Experiential therapy activities are events that the individual participates in that usually push them out of their comfort zone and into a place of self-discovery, confidence-building, self-awareness, and new insights of how to cope with issues in their lives (Laser & Nicotera, 2021; Laser-Maira & Nicotera, 2019). The experiential therapy activity can be a game, an activity, a mental puzzle, time in nature, or a physical challenge (Laser & Nicotera, 2021; Nicotera & Laser-Maira, 2017). Often experiential therapy activities are done as group activities (or sometimes family or couple activities), which take strategy, planning, and cohesion to make them successful (Laser & Nicotera, 2021; Laser-Maira, 2016; Laser-Maira & Nicotera, 2019). Experiential therapy activities transform into experiential therapy during the debrief of the clinical segues of the experiential therapy activity. The clinical segues shifts the understanding from what just happened to what insights can be learned from the experiential activity about themselves, their lives, their thoughts, and their behaviors.

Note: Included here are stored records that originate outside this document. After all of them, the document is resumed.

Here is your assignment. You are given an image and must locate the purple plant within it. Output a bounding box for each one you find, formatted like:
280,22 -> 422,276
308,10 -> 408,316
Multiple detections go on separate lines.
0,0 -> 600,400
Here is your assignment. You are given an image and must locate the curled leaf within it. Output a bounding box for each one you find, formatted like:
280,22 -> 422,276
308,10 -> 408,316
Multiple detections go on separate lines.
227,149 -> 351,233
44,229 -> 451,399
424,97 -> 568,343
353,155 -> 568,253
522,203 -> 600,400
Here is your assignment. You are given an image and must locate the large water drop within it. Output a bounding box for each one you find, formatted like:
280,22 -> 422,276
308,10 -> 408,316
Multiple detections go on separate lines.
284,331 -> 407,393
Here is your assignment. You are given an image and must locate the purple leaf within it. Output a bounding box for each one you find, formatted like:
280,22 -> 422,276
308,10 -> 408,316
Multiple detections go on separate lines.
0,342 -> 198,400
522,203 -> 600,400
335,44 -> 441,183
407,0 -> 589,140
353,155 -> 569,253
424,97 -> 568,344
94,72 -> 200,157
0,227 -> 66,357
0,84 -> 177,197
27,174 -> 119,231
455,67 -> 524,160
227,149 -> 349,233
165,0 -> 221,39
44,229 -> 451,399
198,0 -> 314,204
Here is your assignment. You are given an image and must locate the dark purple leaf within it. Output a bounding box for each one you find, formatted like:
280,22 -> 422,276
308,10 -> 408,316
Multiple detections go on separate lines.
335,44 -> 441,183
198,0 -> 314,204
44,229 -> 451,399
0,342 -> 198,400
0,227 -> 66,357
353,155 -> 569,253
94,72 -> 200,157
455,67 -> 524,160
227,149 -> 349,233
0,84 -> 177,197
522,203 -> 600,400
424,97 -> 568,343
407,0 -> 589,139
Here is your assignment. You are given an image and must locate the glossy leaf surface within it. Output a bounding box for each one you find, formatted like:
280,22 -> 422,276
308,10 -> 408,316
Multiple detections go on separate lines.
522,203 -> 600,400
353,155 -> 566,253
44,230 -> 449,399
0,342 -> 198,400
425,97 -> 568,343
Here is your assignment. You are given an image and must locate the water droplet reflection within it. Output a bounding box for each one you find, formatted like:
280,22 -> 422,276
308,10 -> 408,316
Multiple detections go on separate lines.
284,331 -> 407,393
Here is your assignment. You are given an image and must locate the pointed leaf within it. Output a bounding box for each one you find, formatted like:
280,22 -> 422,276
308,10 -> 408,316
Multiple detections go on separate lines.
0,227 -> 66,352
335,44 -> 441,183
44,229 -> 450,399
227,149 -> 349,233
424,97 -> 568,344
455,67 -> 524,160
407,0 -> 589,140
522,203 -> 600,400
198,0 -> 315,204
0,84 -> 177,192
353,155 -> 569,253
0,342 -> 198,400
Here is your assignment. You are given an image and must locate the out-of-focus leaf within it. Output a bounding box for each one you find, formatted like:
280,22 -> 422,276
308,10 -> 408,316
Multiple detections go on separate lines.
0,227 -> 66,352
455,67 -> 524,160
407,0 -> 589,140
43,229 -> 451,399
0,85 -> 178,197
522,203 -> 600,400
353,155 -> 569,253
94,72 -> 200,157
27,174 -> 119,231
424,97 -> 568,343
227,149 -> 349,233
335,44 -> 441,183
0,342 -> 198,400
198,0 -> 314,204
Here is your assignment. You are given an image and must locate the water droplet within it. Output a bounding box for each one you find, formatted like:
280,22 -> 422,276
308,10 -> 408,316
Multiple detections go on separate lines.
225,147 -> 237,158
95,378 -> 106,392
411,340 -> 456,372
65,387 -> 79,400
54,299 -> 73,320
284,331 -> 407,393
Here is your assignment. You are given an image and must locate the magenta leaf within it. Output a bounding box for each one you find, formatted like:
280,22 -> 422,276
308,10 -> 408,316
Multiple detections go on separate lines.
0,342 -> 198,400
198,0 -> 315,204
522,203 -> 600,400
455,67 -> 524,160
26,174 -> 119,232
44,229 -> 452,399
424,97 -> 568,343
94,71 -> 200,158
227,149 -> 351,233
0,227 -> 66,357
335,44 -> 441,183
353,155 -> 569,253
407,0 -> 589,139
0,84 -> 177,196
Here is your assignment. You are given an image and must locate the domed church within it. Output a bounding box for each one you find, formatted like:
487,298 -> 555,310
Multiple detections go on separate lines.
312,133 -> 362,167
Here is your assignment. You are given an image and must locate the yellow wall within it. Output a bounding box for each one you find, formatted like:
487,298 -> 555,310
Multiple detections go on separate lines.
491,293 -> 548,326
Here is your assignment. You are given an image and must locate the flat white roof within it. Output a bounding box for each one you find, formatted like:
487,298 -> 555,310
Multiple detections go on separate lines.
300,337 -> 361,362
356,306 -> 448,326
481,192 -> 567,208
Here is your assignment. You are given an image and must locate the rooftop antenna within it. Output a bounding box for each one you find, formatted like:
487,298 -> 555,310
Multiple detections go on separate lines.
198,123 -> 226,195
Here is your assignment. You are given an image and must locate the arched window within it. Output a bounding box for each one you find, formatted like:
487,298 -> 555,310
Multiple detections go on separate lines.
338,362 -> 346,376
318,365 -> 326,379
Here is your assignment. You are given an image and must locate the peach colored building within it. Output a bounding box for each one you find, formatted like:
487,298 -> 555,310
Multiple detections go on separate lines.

In this research, experiential therapy activities were activities groups participated in at an all-day (8 hour) Challenge Course. The results underscore the profound influence Challenge Courses have on its individual participants and group dynamics. In each outcome: problem solving skills, decision-making skills, cooperation skills, communication skills, self-awareness, enjoyment of the activities and the participant’s likelihood to return to the Challenge Course and to recommend it to others, participants overwhelmingly found positive changes in multiple aspects of their lives.